Power-to-Weight Ratio: Power per kilogram of participant's bodyweight. Since the shorter participant weighed considerably less than the more powerful participant, I adjusted the "score" based on bodyweight. Since many of the figures were estimated (or rounded), a truly accurate reading is not available. But, the less powerful participant's ratio of Watts/kg = 0.3444, and the more powerful participant was 0.3409. Too close to call, but you see how the efficiencies of the two participants' bodies are virtually EXACT! (at least in this experiment)
Amazing stuff. I am surely going to be experimenting with the above Power formula. Some other linear lifts and movements I will experiment with include:
- Sumo Deadlift High Pulls
For example: Imagine Barbell Deadlifts.

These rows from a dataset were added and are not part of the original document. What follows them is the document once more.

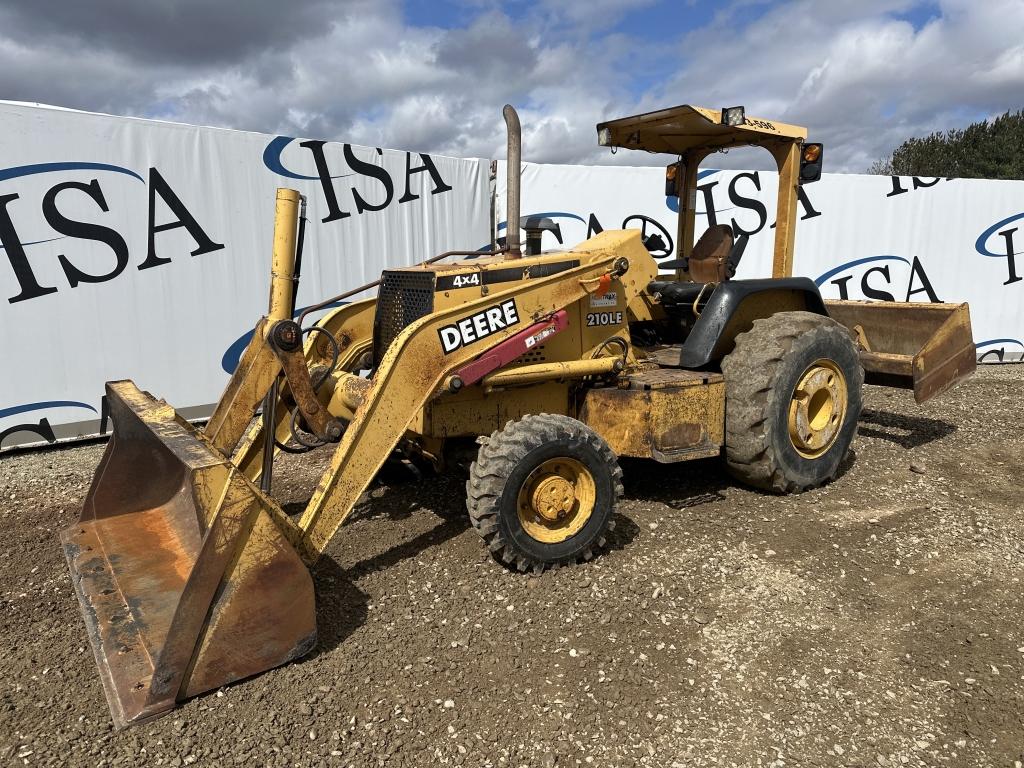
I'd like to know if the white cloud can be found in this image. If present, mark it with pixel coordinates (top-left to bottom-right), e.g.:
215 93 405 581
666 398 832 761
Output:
0 0 1024 171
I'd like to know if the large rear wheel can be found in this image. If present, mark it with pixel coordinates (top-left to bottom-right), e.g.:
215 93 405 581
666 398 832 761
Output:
466 414 623 572
722 312 864 493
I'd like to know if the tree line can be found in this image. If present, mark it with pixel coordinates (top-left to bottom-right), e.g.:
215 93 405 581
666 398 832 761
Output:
867 110 1024 179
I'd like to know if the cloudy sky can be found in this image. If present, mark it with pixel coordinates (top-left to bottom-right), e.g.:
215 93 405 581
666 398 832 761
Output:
0 0 1024 172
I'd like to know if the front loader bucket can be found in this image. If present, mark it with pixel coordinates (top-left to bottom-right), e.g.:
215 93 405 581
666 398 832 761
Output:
825 301 978 402
60 381 316 727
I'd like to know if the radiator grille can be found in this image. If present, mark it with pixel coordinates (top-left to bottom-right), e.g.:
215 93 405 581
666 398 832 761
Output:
374 271 434 368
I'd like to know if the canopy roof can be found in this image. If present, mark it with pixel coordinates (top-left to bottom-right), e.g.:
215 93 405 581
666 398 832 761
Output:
597 104 807 155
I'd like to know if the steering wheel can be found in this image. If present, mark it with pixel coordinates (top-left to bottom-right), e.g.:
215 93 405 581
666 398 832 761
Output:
623 213 675 259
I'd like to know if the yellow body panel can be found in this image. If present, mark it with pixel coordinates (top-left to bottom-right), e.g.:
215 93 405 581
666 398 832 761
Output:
580 369 725 462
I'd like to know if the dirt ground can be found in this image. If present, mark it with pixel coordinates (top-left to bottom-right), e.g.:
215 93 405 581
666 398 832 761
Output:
0 366 1024 768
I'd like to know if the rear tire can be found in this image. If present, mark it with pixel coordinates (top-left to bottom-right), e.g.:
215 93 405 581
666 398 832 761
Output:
466 414 623 572
722 312 864 494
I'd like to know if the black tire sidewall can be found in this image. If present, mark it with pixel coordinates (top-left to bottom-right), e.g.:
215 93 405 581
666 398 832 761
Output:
768 328 863 487
498 438 615 563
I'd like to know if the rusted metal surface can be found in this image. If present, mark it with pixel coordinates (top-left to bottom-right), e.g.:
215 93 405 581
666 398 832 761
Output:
580 369 725 463
825 301 978 402
481 357 623 391
272 346 338 439
60 382 315 727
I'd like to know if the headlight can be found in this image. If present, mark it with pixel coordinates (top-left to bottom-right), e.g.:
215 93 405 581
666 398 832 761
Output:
722 106 746 127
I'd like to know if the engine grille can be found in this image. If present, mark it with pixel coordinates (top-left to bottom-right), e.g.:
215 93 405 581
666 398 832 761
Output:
374 270 434 368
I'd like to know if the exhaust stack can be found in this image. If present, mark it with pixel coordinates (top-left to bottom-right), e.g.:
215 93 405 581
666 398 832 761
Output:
502 104 522 259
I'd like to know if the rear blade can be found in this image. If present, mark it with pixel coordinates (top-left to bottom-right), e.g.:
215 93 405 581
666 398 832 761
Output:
60 382 316 727
825 301 978 402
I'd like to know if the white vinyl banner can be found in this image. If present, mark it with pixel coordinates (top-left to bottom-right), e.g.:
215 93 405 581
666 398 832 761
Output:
497 160 1024 362
0 102 490 447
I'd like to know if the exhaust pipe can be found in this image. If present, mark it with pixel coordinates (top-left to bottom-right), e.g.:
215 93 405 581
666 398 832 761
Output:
502 104 522 259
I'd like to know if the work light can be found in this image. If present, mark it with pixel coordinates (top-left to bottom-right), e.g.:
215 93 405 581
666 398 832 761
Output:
722 106 746 126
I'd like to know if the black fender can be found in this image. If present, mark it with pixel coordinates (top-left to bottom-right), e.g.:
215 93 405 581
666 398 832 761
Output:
680 278 828 369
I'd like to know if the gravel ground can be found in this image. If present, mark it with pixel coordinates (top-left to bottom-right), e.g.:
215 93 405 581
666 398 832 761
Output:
0 367 1024 768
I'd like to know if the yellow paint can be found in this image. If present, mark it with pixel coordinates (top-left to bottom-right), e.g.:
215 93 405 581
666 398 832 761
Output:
516 457 597 544
788 358 848 459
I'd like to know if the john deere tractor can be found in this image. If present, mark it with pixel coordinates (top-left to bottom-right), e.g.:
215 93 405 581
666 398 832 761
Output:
61 105 975 726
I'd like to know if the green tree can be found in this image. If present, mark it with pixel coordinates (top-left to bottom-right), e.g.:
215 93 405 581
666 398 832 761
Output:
867 110 1024 179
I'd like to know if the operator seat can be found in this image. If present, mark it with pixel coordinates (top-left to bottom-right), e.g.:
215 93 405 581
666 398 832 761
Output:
647 224 735 314
689 224 733 283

If a two-minute test is used, with maximum repetitions being the goal, how will Power output change with higher reps of 135# versus mid-reps of 225# versus lower reps of 315#?? Or Power outputs for maximum repetitions without stopping, which would mean different time limits?
I produced a rudimentary Microsoft Excel spreadsheet "calculator" to determine Power and Work outputs for future experiments. I'll surely send it out to anyone who emails me. This could be a lot of fun. If you are interested in helping out with my experiment by collecting data on some baseline WOs, please email me. The more data points I have to use, the more accurate results I can expect.
Reading: "Toward an Understanding of Power" by Patrick O'Shea.
NOTE: The actual WO was AMRAP in 20 minutes of KB C&Ps, with round one being 1R and 1L, round two being 2R and 2L, and so on. Round 10 had 10R and 10L. This definitely affected the total repetition numbers for 20 minutes. I'm confident that a less-structured WO would allow both of the participants to perform more repetitions in 20 minutes.